The message came as part of a bizarre joint PR campaign undertaken by both Bird and Lime, which culminated in a perplexingly serious faux holiday called “A Day Without a Scooter,” where both companies deactivated their fleets for 24 hours in the hopes of galvanizing Santa Monican scooterheads into rallying at City Hall.
In a webform reminiscent of a political campaign, called “Santa Monica wants to kick Bird out. Tell the City you love Bird!” e-scooter startup Bird invited residents to RSVP for a “Save Bird” rally that evening by sending a pre-written email to the city council in support of the company’s bid. The provided message is long and written in the first person, but honestly just dystopian-adjacent enough to warrant a read:
I love Bird and I’m both sad and outraged that the committee's unjustified recommendation is to kick Bird out of the city where this sustainable, affordable, and convenient alternative to driving started.
It’s even more bewildering that a small group of city officials have recommended handing over this business to two car-based ride-share corporations that have no experience providing shared e-scooters and who so obviously would want to eliminate competition from an independent and locally-operated business like Bird.
I believe we need a clear and thorough examination of this city process which inexplicably scored two car-based ride-share companies that have never operated shared e-scooters higher than a local business like Bird that invented this model.
Please delay the decision in order to allow a complete review and audit of the opaque decision-making process and allow all applicants to submit written rebuttals to the decision. After written rebuttals are submitted, please require staff to return to Council with its recommendation and explain exactly how it got to its decision.
Bird is our friend and neighbor, and I would be deeply disappointed if it were to suddenly disappear from our community.
That VC-funding backed startups have adopted the language and techniques of activists and the oppressed is more disappointing than shocking. Uber, the poster child of both the gig economy and scumminess in general, has been on this beat for a while now.
Earlier this month, the New York City Council was set to vote on a measure that would force Uber to actually pay its fleet of workers a living wage (the horror!) and temporarily freeze its unchecked growth, among other things. It was, in short, the company’s worst nightmare, and it showed. In the weeks leading up to the vote, Uber pulled out all the stops, flooding its customers with a series of desperate (and purposefully vague) pleas for help on social media and beyond.
“The NYC Council wants to pass new regulations that could make your Uber less reliable and more expensive. Tell the Council: #DontStrandNYC,” read one promoted tweet, which came with an absurdly overdramatic video that provided no details regarding what exactly the council was voting to do.

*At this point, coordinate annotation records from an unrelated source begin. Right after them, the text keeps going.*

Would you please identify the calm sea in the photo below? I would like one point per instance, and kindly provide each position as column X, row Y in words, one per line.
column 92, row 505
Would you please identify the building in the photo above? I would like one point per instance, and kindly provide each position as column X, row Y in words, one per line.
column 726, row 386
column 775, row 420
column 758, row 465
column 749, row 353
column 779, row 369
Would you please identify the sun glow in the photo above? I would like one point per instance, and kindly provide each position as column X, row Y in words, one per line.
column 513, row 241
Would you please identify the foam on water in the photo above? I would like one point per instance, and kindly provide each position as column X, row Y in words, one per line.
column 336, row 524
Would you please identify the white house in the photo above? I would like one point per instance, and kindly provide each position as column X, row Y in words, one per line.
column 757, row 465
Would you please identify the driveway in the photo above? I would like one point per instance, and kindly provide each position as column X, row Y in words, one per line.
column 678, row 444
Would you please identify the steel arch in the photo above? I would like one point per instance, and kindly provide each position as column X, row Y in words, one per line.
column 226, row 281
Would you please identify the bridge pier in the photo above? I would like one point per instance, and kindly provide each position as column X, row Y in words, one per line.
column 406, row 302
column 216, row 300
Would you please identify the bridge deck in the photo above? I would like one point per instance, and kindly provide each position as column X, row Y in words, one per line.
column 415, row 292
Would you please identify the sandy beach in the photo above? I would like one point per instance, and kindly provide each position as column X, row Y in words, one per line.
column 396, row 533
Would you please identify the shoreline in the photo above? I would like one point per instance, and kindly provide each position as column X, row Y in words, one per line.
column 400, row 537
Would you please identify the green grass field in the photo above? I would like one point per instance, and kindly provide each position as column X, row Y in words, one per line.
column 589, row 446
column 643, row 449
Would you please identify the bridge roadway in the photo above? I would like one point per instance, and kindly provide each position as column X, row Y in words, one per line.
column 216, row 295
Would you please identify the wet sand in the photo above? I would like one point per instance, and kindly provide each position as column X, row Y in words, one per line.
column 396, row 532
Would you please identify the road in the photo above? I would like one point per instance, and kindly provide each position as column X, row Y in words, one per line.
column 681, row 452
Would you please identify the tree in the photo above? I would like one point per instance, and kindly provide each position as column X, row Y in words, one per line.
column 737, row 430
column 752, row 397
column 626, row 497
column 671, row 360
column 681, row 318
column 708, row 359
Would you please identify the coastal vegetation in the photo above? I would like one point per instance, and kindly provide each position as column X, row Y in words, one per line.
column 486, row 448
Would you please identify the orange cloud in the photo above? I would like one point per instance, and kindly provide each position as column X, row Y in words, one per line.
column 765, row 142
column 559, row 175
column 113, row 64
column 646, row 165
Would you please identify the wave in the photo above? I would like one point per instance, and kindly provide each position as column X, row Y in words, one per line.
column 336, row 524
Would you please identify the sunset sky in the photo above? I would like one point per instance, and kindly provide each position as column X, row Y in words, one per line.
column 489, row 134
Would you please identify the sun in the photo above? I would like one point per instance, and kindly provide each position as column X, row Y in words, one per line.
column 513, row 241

Uber also attempted to coerce customers into lobbying on their behalf through phone canvassing. As first reported by BuzzFeed News, Uber reps called NYC-based customers to inform them that “the city council was trying to increase fares and wait times for customers,” and immediately offered to connect the user on the line with their city councilperson so they could formally file a complaint on the behalf of ride-hailing companies like Uber and Lyft.